Invalid dates such as ‘January 39’ (Table 6) appeared with low frequency, but were still present for nearly all of the combinations for which we searched. Roman numerals (Table 7) were also present in the documents, although the frequency trailed off substantially beyond 30 (‘XXX’). There were a small number of documents that also contained incorrectly formed Roman numerals such as ‘IIII’ rather than ‘IV’. Tables 8 and 9 show variations in how some concepts related to medical scoring, staging, grading, and other clinical classifications were recorded, including variations using both Roman and Arabic numbers. Differences were noted in the frequency in how these numbers were used. For example, with ‘type’ (e.g., ‘type 2’ vs. ‘type II’) use of the Arabic numeral was more frequent than use of the Roman numerals. By contrast, with ‘class’ (e.g., ‘class 2’ vs. ‘class II’) the Roman numerals were more common than the Arabic numerals except for ‘Class 5’. Table 10 displays similar examples of variations for diabetes. Table 10 also illustrates some of the typographic errors that exist in the notes (e.g., ‘type 21 diabetes’), albeit at low frequencies.
Table 11 shows biologically implausible ages, starting at ‘123 year old’. Note that the oldest living person in recorded history lived to 122 years [22]. Table 12 reports on ages described by decades. The most commonly used term was ‘octogenarian’, followed by ‘septuagenarian’. Table 13 shows how ranking is sometimes represented, including variations that were both correct (e.g., ‘1st’ and ‘3rd’) and incorrect (e.g., ‘1rd’ and ‘3st’). These suffixes also existed with dates, including ‘June 31st’ which appeared 29 times and ‘November 31st’ which appeared 11 times, neither of which are valid dates. Table 14 displays very large and very small quantities, expressed as spelled out words. While no document included ‘googolplex’, a finite number of documents (n = 6325) used ‘infinity’, and a very small number (n = 2) included the very small number ‘negative infinity’. Imprecise and informal expressions of quantity are reported in Table 15. Terms and phrases that appeared in a small subset of documents included ‘gobs of’, ‘gazillion’, and ‘bazillion’. Other ordering and ranking variations are listed in Table 16, and tuples such as ‘doubled’ and ‘quadruplets’ are reported in Table 17.
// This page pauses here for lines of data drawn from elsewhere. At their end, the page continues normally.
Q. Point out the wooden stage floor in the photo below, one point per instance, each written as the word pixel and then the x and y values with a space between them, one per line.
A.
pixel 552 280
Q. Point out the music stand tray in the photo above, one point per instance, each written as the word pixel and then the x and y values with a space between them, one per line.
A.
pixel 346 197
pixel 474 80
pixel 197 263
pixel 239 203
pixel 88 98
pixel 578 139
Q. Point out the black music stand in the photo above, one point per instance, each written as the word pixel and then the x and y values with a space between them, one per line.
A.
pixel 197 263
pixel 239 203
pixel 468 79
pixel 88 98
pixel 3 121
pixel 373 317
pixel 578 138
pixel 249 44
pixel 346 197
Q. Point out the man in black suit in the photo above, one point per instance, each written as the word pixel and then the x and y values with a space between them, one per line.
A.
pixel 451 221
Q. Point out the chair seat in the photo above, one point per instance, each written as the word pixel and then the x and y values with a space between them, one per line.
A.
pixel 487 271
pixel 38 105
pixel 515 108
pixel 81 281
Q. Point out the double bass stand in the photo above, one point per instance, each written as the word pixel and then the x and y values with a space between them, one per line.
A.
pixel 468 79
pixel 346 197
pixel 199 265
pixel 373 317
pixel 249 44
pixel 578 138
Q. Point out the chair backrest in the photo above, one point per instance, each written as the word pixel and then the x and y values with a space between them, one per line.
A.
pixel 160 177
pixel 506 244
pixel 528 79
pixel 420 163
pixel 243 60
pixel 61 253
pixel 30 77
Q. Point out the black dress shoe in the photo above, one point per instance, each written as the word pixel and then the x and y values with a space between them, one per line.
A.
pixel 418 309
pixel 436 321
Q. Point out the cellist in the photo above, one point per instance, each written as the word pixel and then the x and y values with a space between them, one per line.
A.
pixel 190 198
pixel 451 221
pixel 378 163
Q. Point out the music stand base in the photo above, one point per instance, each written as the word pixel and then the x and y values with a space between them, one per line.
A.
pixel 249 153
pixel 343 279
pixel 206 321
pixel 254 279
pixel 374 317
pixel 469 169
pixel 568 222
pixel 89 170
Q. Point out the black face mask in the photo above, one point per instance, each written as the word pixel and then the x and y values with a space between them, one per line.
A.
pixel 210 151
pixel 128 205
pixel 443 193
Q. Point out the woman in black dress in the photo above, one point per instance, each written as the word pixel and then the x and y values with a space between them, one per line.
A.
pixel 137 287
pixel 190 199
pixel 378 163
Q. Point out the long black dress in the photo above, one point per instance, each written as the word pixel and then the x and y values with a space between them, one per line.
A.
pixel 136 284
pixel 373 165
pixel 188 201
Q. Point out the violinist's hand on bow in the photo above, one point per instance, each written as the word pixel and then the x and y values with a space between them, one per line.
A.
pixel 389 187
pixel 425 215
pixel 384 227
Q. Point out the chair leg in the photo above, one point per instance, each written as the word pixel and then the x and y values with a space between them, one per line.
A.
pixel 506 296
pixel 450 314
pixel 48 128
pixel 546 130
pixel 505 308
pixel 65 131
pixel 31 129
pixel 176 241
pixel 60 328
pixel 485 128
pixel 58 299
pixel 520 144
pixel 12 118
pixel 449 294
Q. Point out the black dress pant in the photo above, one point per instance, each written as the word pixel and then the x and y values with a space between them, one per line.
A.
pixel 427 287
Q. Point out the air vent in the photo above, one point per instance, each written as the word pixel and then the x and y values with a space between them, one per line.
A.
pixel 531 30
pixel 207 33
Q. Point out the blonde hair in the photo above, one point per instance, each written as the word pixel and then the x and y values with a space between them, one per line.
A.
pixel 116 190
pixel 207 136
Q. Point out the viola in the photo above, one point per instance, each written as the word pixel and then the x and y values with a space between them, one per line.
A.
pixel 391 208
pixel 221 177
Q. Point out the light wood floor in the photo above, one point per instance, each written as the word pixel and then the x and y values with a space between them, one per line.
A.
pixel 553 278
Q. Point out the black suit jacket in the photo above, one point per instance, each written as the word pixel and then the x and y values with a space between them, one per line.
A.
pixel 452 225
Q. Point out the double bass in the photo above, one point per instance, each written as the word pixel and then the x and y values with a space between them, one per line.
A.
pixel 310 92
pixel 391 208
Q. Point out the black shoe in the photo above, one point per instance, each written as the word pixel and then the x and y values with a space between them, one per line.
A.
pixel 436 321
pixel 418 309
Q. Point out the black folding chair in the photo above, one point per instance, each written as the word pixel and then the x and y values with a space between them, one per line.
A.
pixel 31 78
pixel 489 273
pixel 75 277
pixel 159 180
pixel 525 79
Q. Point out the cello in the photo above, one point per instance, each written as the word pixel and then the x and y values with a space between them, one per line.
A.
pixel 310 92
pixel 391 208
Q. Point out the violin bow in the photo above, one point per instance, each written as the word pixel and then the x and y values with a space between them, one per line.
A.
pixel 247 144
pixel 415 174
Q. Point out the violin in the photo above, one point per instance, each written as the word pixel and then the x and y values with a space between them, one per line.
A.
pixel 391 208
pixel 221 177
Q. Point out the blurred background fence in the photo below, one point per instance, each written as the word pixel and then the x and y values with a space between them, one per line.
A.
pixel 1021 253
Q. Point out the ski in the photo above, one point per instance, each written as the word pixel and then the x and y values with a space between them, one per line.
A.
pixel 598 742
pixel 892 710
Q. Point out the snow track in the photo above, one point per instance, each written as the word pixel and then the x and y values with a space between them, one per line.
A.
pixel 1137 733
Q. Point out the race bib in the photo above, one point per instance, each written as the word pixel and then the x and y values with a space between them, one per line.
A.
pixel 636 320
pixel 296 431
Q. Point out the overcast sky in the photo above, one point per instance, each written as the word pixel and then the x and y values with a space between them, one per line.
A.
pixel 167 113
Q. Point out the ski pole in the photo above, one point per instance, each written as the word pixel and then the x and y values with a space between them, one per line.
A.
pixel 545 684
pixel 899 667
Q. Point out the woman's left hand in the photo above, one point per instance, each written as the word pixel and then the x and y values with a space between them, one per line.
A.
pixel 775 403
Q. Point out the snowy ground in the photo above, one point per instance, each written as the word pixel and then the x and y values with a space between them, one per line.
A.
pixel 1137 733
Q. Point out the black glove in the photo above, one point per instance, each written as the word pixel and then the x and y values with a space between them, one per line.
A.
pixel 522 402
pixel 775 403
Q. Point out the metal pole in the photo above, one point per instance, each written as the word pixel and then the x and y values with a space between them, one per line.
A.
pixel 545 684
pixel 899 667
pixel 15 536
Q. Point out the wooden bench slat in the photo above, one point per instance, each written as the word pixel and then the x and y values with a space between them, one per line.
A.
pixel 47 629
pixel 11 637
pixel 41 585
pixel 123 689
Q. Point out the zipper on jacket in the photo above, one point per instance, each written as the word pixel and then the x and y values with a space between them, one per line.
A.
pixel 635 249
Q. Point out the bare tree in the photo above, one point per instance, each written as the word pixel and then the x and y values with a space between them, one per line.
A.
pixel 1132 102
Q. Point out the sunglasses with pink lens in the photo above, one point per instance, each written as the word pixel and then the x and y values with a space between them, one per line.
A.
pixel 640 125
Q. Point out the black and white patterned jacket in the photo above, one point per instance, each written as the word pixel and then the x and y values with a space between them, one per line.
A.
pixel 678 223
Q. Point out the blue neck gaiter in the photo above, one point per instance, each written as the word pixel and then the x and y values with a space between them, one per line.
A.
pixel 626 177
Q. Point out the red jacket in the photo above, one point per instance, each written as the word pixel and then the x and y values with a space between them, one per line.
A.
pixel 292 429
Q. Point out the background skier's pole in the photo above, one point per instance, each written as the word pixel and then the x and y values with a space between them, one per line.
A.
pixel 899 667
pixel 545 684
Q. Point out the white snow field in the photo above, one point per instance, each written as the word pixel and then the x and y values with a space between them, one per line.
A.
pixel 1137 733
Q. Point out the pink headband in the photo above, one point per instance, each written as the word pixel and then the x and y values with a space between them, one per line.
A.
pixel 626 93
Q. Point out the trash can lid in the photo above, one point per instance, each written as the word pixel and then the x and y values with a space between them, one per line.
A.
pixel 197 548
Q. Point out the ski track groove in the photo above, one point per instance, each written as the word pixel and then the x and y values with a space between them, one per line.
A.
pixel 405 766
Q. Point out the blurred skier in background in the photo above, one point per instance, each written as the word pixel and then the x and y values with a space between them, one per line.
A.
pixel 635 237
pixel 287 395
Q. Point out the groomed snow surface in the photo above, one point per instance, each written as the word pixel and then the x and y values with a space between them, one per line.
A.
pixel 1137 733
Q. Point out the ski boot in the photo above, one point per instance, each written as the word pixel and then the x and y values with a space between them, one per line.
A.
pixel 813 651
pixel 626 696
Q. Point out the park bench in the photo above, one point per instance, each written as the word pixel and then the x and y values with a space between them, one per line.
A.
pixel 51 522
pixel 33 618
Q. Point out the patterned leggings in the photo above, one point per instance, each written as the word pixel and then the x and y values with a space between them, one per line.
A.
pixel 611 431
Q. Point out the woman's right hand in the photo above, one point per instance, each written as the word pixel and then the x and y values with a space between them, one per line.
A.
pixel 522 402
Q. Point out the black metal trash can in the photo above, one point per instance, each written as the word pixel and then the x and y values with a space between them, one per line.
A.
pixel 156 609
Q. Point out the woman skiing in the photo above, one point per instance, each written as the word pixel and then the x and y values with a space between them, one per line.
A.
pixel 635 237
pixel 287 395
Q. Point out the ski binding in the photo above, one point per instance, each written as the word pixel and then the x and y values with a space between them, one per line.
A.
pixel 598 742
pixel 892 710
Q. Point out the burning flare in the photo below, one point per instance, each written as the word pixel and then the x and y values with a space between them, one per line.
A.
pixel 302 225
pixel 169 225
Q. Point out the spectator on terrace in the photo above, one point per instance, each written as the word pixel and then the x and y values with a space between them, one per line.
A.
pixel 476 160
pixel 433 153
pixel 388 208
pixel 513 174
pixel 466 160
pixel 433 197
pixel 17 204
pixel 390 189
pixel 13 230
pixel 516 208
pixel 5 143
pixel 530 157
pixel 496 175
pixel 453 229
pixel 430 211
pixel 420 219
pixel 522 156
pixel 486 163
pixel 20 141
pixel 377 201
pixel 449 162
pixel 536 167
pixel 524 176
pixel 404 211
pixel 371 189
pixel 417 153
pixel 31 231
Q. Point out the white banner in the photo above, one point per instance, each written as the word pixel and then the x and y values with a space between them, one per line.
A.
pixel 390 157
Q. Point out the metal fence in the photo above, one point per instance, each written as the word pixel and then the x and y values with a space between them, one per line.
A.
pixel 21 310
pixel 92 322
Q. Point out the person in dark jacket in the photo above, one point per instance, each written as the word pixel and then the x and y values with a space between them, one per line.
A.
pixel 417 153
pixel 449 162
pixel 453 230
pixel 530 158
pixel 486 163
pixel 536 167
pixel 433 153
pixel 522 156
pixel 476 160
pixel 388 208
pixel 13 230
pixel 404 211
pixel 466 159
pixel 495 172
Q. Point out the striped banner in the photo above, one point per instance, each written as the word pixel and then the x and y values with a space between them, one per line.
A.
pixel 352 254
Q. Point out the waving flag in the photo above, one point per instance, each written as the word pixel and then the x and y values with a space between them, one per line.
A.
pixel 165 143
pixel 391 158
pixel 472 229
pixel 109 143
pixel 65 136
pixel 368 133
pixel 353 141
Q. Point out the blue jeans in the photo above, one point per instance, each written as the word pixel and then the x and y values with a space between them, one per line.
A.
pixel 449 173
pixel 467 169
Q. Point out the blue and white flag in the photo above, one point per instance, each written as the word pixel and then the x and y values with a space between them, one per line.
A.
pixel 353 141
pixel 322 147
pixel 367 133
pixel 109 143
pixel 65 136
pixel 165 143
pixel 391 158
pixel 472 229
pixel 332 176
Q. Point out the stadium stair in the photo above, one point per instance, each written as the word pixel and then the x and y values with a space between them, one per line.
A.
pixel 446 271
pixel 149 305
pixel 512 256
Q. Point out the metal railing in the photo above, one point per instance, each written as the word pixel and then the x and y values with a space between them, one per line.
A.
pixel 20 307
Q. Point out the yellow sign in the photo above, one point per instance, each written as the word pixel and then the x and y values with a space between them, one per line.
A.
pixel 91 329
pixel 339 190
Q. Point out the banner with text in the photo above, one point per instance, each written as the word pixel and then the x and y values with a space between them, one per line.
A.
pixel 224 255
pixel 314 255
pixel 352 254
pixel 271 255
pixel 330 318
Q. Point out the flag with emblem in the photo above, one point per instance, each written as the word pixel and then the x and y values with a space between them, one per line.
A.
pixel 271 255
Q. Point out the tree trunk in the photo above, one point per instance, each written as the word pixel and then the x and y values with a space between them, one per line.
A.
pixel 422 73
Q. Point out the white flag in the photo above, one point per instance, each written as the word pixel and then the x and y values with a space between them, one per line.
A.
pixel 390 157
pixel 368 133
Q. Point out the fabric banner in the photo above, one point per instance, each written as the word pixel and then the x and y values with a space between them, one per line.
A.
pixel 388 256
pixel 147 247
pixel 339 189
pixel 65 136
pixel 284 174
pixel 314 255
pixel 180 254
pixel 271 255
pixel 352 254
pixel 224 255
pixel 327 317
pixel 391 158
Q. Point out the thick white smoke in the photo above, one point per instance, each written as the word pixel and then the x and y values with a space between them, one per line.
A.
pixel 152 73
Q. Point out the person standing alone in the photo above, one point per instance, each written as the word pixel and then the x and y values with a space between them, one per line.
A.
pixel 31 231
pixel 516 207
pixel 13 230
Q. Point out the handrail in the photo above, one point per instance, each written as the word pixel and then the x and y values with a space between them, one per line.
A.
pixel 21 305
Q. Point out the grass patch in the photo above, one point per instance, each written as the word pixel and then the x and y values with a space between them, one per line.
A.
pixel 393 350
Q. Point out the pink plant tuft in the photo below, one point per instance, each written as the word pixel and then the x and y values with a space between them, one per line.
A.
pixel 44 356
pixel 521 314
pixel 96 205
Table 18 displays examples showing the real-world implications of not considering the numeric variations in the clinical notes. This table reports on the number of patients having phrases in their notes representing diagnoses and clinical findings that could be used for cohort identification. These phrases contain either an Arabic numeral (column a) or a Roman numeral (column g). Column (b) displays the number of patients who had only the phrase with the Arabic numeral variant among all of their notes, whereas column (f) displays the number of patients who had only the phrase with the Roman numeral variant in their notes. Column (d) shows the number of patients that had both variants in their notes. For patients in column (d), searching for either variant (containing Arabic or Roman numbers) would be sufficient to identify the patient. Column (c) reports on the percentage of patients that would have been missed had only the Arabic numeral variant been used in the search, whereas column (e) represents the percentage that would have been missed if only the Roman numeral variant had been used in the search.
Discussion
This work demonstrates the substantial variability in how numbers and other numerical concepts are represented in clinical notes derived from both a home-grown and a vendor EHR system. This variability was not only a result of normal English language variations, but of typographic errors [23] as well as incorrect usage errors. Our findings highlight data quality issues that could impact the performance of information retrieval and extraction systems, and demonstrates the complexity of medical information containing numbers and numerical concepts.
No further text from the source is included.